When managing a host, we have some things to do every day, in order to avoid the manual operation every time, we can write a scheduled task to allow the host to periodically follow the plan to automatically execute. Install startup
CentOS under:
Yum install Vixie-cron
yum install Crontabs
Installation of the former will generally be the same installation of the latter.
Start the service.
Service Crond Start
To start the service. system-Level crontab
Use Ls/etc/cron and then hit the tab two, you can see the relevant files and directories.
cron.d/ cron.daily/ cron.hourly/ cron.monthly/crontab cron.weekly/
interpretation of documents and catalogues
We can edit the crontab file to create a scheduled task.
And the daily,hourly,weekly,monthly suffix of the directory to store the daily, monthly, weekly, monthly tasks performed.
Where the shell script file is stored, permission 755. We have to do the task as a shell script to throw the corresponding directory.
The irregular cycle of scheduled tasks is placed under the CORN.D directory. Can be seen as a supplement to the crontab file. crontab file Format
The file contains the necessary environment variables at the beginning and is no longer described.
Read the source file annotation directly:
.----------------minutes (0-59)
|-------------hours (0-23)
----------Date (1-31)
-------Month (1-12) or jan,feb,mar,apr ...

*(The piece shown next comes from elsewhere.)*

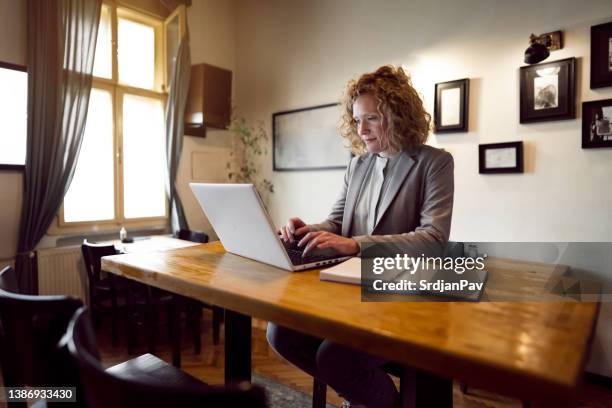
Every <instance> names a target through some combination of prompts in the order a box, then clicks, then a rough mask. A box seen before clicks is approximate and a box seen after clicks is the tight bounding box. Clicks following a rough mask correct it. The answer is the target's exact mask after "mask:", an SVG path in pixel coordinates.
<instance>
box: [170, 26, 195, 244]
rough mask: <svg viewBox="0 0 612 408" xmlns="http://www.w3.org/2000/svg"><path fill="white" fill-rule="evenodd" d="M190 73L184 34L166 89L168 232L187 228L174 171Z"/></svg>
mask: <svg viewBox="0 0 612 408" xmlns="http://www.w3.org/2000/svg"><path fill="white" fill-rule="evenodd" d="M190 76H191V54H190V53H189V36H188V35H185V36H184V37H183V38H182V39H181V43H180V45H179V47H178V50H177V53H176V59H175V63H174V67H173V68H172V75H171V76H170V83H169V86H170V90H169V93H168V101H167V102H166V162H167V165H168V167H167V170H168V172H167V178H166V193H167V194H168V197H169V200H170V227H171V228H172V232H173V233H174V232H176V231H178V230H179V229H188V226H187V220H186V218H185V212H184V210H183V204H182V203H181V199H180V197H179V195H178V192H177V191H176V185H175V182H176V174H177V171H178V166H179V162H180V160H181V152H182V151H183V130H184V126H185V122H184V119H183V118H184V116H185V104H186V103H187V94H188V92H189V79H190Z"/></svg>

----Week (0-6) (Sunday =0 or 7) or Sun,mon,tue,wed,thu,fri,sat
| | | | |
* * * * * User name the command to be executed
A total of seven fields, its meaning at a glance. What you need to be aware of is the spelling of each field.
* * means every one. For example, the minute field under * means every minute of execution
* */n means every n. For example, under the hour field, */2 says it executes every two hours. 0-10/2 says 1,3,5,7,9
* 1-5 This format represents a continuous period of time
* 1,3,5 This format is to enumerate several discontinuous time periods
Attention:
1. The third field ' days ' and the Fifth field ' Day of the week ' are or relationship. So there will be no conflict, both of which are executed.

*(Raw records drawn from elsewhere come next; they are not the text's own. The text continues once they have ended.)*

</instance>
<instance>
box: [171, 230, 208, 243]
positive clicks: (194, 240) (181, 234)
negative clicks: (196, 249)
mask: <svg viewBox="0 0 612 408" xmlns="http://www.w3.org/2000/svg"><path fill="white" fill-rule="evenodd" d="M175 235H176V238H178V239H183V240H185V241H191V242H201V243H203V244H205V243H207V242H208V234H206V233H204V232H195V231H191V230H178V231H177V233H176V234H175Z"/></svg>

2. If% of this file is to be escaped, such as date +%w written in the file to be written as date +\%w
3. Set the minutes into * be careful. crontab Command (User level) Command Options
crontab [-u user] file
crontab [-u user] [-e|-l|-r]
Options |
Description |
E |
Edit Scheduled Task |
L |
List Scheduled Tasks |
R |
Delete a scheduled task |
I |
Confirm before deleting |
U |
Indicate the owning user |
S |
SELinux context |
The S option is not used.
In fact, the command edits the /var/spool/cron/username file.
So you can also edit the file directly.
The daemon Crond reads the file once per minute. Writing Format
The format is similar to the format of the crontab file in the previous article, but there is no user user-name field.
because the command can only write scheduled tasks for the current user . Log
You can see all the logs under/var/log/cron.